Marginale neiging tot importeren (MPM)
Wat is de marginale neiging tot importeren (MPM)?
De marginale neiging tot invoer (MPM) is de hoeveelheid invoer die toeneemt of afneemt met elke eenheid die het besteedbaar inkomen stijgt of daalt . Het idee is dat stijgende inkomens voor bedrijven en huishoudens leiden tot een grotere vraag naar goederen uit het buitenland en vice versa.
Belangrijkste leerpunten
- De marginale neiging tot invoer (MPM) is de verandering in de invoer die wordt veroorzaakt door een verandering in het beschikbare inkomen.
- Het idee is dat stijgende inkomens voor bedrijven en huishoudens leiden tot een grotere vraag naar goederen uit het buitenland en vice versa.
- Landen die meer invoer consumeren naarmate het inkomen van hun bevolking toeneemt, hebben een aanzienlijke invloed op de wereldhandel.
- Ontwikkelde economieën met voldoende natuurlijke hulpbronnen binnen hun grenzen hebben doorgaans een lagere MPM dan ontwikkelingslanden zonder deze hulpbronnen.
Hoe marginale neiging tot importeren (MPM) werkt
MPM is een onderdeel van de keynesiaanse macro-economische theorie. Het wordt berekend als dIm / dY, dat wil zeggen de afgeleide van de importfunctie (Im) met betrekking tot de afgeleide van de inkomstenfunctie (Y).

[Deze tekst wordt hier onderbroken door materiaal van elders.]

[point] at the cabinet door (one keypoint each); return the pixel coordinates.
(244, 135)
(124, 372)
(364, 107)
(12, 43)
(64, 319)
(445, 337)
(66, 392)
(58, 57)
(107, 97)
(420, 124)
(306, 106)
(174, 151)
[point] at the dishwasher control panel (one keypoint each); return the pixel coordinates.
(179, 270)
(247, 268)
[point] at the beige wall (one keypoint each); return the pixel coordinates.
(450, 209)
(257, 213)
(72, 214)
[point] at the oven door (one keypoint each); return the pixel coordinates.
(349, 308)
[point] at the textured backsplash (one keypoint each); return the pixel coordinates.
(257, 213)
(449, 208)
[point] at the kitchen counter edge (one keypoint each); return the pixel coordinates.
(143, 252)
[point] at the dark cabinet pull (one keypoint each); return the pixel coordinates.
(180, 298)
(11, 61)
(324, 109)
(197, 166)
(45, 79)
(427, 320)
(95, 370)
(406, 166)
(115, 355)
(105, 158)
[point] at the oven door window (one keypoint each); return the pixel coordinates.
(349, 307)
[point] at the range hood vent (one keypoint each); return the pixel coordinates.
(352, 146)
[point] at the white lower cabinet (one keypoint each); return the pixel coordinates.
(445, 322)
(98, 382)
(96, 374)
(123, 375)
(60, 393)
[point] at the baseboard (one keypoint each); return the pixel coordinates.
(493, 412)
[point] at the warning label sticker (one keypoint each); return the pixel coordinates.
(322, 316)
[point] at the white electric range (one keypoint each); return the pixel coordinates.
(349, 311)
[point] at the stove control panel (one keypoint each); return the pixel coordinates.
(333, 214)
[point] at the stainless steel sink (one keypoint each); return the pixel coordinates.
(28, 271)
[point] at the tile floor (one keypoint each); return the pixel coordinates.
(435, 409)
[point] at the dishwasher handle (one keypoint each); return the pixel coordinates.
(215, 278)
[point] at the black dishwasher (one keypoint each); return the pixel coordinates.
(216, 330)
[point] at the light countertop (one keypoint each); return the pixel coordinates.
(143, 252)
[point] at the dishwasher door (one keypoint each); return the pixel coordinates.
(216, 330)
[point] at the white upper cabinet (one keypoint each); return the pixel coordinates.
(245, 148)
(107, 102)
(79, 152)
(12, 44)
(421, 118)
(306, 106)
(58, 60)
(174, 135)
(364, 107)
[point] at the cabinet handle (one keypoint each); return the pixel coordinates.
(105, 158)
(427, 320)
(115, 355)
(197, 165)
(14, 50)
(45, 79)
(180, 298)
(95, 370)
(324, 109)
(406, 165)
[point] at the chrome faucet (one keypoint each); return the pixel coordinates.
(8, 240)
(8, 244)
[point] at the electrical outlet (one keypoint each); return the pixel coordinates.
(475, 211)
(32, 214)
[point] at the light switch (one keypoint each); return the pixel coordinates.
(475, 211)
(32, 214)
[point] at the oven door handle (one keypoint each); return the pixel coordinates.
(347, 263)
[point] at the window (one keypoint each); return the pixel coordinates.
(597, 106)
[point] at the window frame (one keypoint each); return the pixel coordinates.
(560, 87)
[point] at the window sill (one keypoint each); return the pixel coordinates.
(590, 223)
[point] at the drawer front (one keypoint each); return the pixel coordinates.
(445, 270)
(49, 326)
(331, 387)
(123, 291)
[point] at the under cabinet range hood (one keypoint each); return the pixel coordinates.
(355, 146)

De MPM geeft aan in hoeverre import onderhevig is aan veranderingen in inkomen of productie. Als de MPM van een land bijvoorbeeld 0,3 is, dan levert elke dollar aan extra inkomen in die economie 30 cent aan invoer op ($ 1 x 0,3).
Landen die meer invoer consumeren naarmate het inkomen van hun bevolking stijgt, hebben een aanzienlijke invloed op exporterende landen zal beïnvloeden af van zijn MPM en de samenstelling van de geïmporteerde goederen.

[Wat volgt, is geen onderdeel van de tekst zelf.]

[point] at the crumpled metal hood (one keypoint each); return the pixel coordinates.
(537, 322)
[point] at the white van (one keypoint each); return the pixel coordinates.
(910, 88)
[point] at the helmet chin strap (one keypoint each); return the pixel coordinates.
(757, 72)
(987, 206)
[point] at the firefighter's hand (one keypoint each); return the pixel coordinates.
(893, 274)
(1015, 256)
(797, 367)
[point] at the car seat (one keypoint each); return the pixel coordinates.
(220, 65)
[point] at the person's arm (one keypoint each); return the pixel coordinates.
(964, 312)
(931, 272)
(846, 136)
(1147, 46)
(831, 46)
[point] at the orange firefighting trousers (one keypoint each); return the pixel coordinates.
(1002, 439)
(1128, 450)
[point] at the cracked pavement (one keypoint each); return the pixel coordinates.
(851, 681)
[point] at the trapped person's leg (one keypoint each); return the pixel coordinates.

Een economie met een positieve marginale neiging tot consumptie (MPC) heeft waarschijnlijk een positieve MPM omdat een deel van de geconsumeerde goederen waarschijnlijk uit het buitenland komt.

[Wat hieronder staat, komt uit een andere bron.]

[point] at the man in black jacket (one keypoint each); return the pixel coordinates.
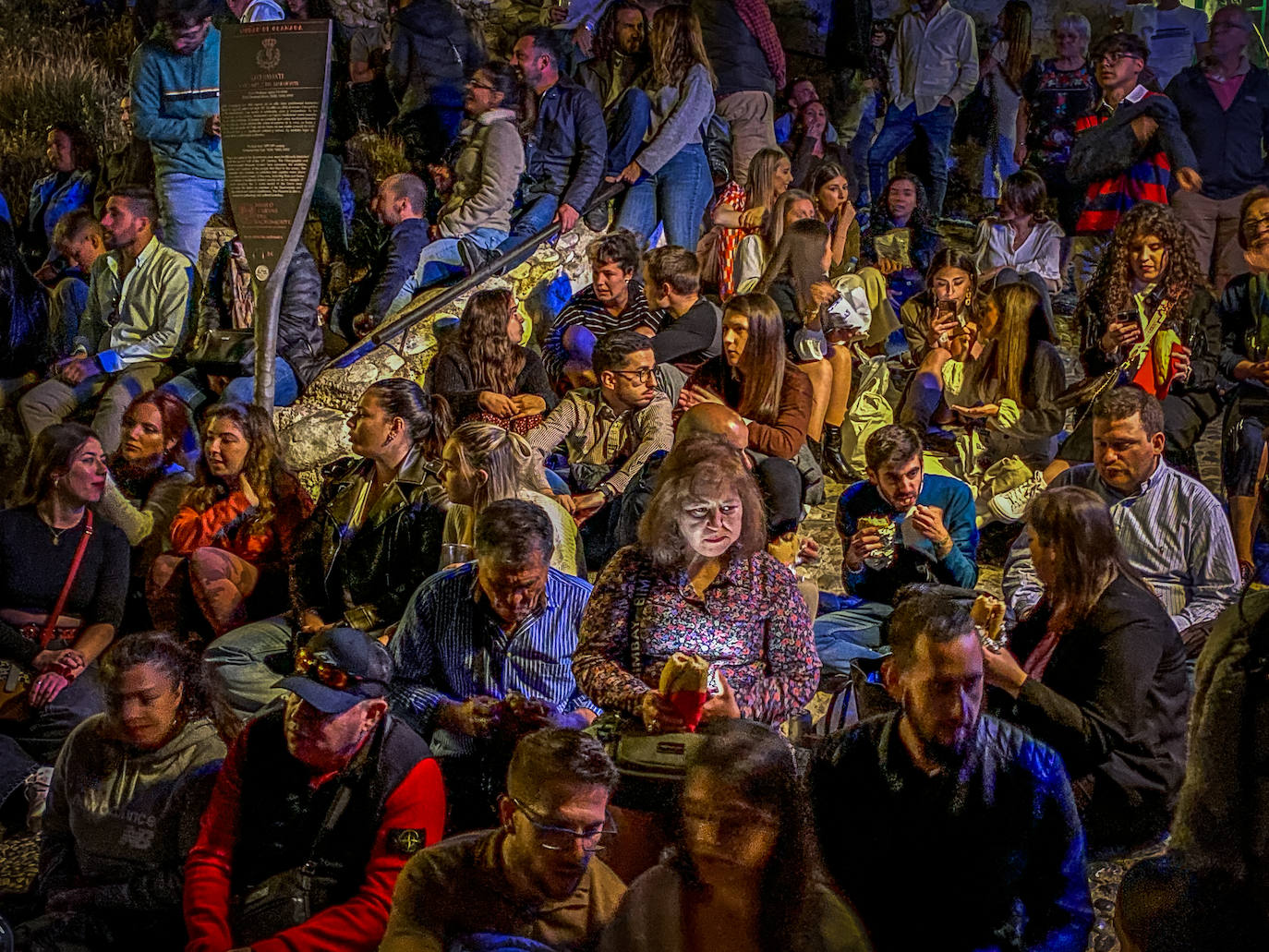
(947, 827)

Het niveau van de negatieve impact op de invoer door dalende inkomsten is groter wanneer een land een MPM heeft die groter is dan de gemiddelde neiging tot importeren. Deze kloof resulteert in een hogere inkomenselasticiteit van de vraag naar invoer, wat leidt tot een daling van het inkomen, wat resulteert in een meer dan evenredige daling van de invoer.
Speciale overwegingen
Landen met ontwikkelde economieën en voldoende natuurlijke hulpbronnen binnen hun grenzen hebben doorgaans een lagere MPM. Daarentegen hebben landen die afhankelijk zijn van het kopen van goederen uit het buitenland, over het algemeen een hogere MPM.
Keynesiaanse economie
De MPM is belangrijk voor de studie van keynesiaanse economie. Ten eerste weerspiegelt de MPM de geïnduceerde invoer. Ten tweede is de MPM de helling van de invoerlijn, wat betekent dat het het negatief is van de helling van de netto-uitvoerlijn en maakt het ook belangrijk voor de helling van de totale uitgavenlijn.
De MPM heeft ook invloed op het multiplicatorproces en de omvang van de uitgaven en belastingmultiplicatoren.
Voordelen en nadelen van marginale neiging tot importeren (MPM)
MPM is eenvoudig te meten en fungeert als een handig hulpmiddel om veranderingen in import te voorspellen op basis van verwachte veranderingen in output.
Het probleem is dat de MPM van een land waarschijnlijk niet constant stabiel zal blijven. De relatieve prijzen van binnenlandse en buitenlandse goederen veranderen en wisselkoersen fluctueren. Deze factoren zijn van invloed op de koopkracht van goederen die vanuit het buitenland worden verzonden en, als gevolg daarvan, op de grootte van de MPM van een land.